ROCKER & BIKER BOX VOL. 1 (USA 1969/1970)

von Björn Lahrmann

Original Titel. ROCKER & BIKER BOX VOL. 1
Laufzeit in Minuten. 361

Regie. LEE MADDEN . JACK STARRETT . BILL BRAME
Drehbuch. diverse
Musik. diverse
Kamera. diverse
Schnitt. diverse
Darsteller. JEREMY SLATE . SONNY BARGER . WILLIAM SMITH . BRUCE DERN . JOCELYN LANE u.a.

Review Datum. 2008-10-10
Erscheinungsdatum. 2008-07-03
Vertrieb. MIG/EUROVIDEO

Bildformat. 1.85:1 (anamorph)
Tonformat. DEUTSCH (DD 1.0) . ENGLISCH (DD 1.0)
Untertitel. keine
Norm. PAL
Regional Code. 2

FILM.
Wer den Text zu Steppenwolfs Born to Be Wild kennt, kennt auch die Genrezutaten für ein klassisches Bikesploitation-Movie: "Get your motor runnin' / Head out on the highway / Lookin' for adventure / And whatever comes our way." Hauptreferenzpunkt für die Ästhetik jener billig runtergekurbelten Motorradfilme aus den späten 60er und frühen 70er Jahren dürften wohl Kenneth Angers SCORPIO RISING – eine campige Fetischfantasie aus Leder, Chrom und Popmusik – sowie Roger Cormans THE WILD ANGELS sein. 1969 erreichte die Welle dank EASY RIDER, der ja eigentlich einen bitteren Abgesang auf jegliche gegenkulturelle Freiheitsträume darstellte, ironischerweise ihren Höhepunkt. MIG versammelt auf ihrer ersten ROCKER & BIKER BOX vier Filme auf zwei Discs, die die benzingetränkten Verheißungen des Genres mal mehr, mal weniger einlösen.
Von solcherlei Filmen grundsätzlich erwarten darf man: a) ausgiebige Harleyfahrten über Wüstenhighways, aufgepeppt mit ein paar Stunts, b) beinhart-behaarte Kerle, die sich hauptsächlich von Dosenbier ernähren & die Kippe am Lötkolben anzünden, c) Spießer und Bullen, die ihnen das Leben schwer machen, und e) zeitgenössische Soundtracks zwischen Beat-Pop, Southern Rock und Tammy-Wynette-Heulern. Zumeist ausgeblendet wird der tatsächliche kriminelle Hintergrund der Motorradgangs: Während die echten Hells Angels eine lange Liste von Gewalt- und sonstige Verbrechen auf dem Kerbholz haben, sind ihre Film-Pendants in der Regel bloß ein Haufen eskapistisch gesinnter Typen, die ein bißchen Bambule machen wollen und sich gegen zugeknöpfte Spaßbremsen aus dem Establishment wehren müssen.
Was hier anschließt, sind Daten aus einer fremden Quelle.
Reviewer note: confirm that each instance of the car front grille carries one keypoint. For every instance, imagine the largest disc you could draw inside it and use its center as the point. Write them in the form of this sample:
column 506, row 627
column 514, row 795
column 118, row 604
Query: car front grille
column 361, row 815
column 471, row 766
Als Paradeexemplar dieser Spielart (und Sahnestück der vorliegenden Kollektion) darf wohl HELL'S ANGELS '69 gelten, das neben schlagkräftiger Mitwirkung von Angels-Mitbegründer Sonny Barger sogar einen halbwegs manierlichen Plot zu bieten hat: Die beiden rüschenbehemdeten Spießerbrüder Wes (Jeremy Slate) und Chucky (Tom Stern), denen der Silberlöffel bis zum Anschlag im Hintern steckt, infiltrieren incognito eine Gruppe Hells Angels, um sie für einen Raubzug in Vegas zu instrumentalisieren. Anfangs zuckelt man noch vergnügt durch Saubermann-Suburbia, macht Stunk für die unbeschäftigten Provinzbullen und Faxen für die Kinder am Straßenrand und vertreibt sich den Rest der Zeit mit saufen, tanzen und der ein oder anderen Prügelei. Als die Identität der beiden Lacostefreunde allerdings aufzufliegen droht, ist's mit dem Spaß schnell Essig, und am Ende wird das langerwartete Halali zur Spießertreibjagd in der Wüste von Nevada geblasen.
Die Inszenierung des Films gerät technisch überraschend kompetent und narrativ fast so geradlinig und straff wie Bargers Plauze, was beizeiten ein wenig zu Lasten der Motorradszenen geht; neben der erwähnten Stuntshow im Reihenhausviertel, die in ihrer schamlosen Selbstzweckhaftigkeit bester exploitativer Zirkustradition verpflichtet ist, sind höchstens noch eine Parade durch Las Vegas und das dynamisch eingefangene Wüstenfinale erwähnenswert. Einen gewissen Reiz entwickelt der Film aus der Spiegelverkehrung der gesetzlichen Fronten: die Angels mögen sich noch so sehr als Outlaws gerieren – sobald sie von zwei verzogenen Großbürgerbratzen (dem eigentlichen Quell aller Niedertracht) übers Ohr gehauen werden, lassen sie sich gern von der Polizei behilflich sein und versprechen artig, die Strolche den Behörden zu übergeben.
Die allergrößte Freude beschert jedoch die deutsche Synchro von Kodderpaps Rainer Brandt, der das im Original eher pragmatische Skript lustvoll und ohne Rücksicht auf Lippenbewegungen mit 1001 Jahrhundertkalauern zupflastert: So wird "Take my word for it" zu "Mein unheiliges Ehrenwort, Herr Oberförster" und "You can do better than that" zu "Das kannst du nem Pferd erzählen, das ne Tomate an den Schwanz gebunden hat." Auch sonst wimmelt es nur so von Atzen, Kalkleisten, Karbolmäusen und lieben Kokoschinskis. Besonders saftig gelingt die Vertonung von Chucky durch den jungen Arne 'Tom Hanks' Elsholtz, der nahezu jede Konversation mit "Na klarofutzki, Keule!" beendet.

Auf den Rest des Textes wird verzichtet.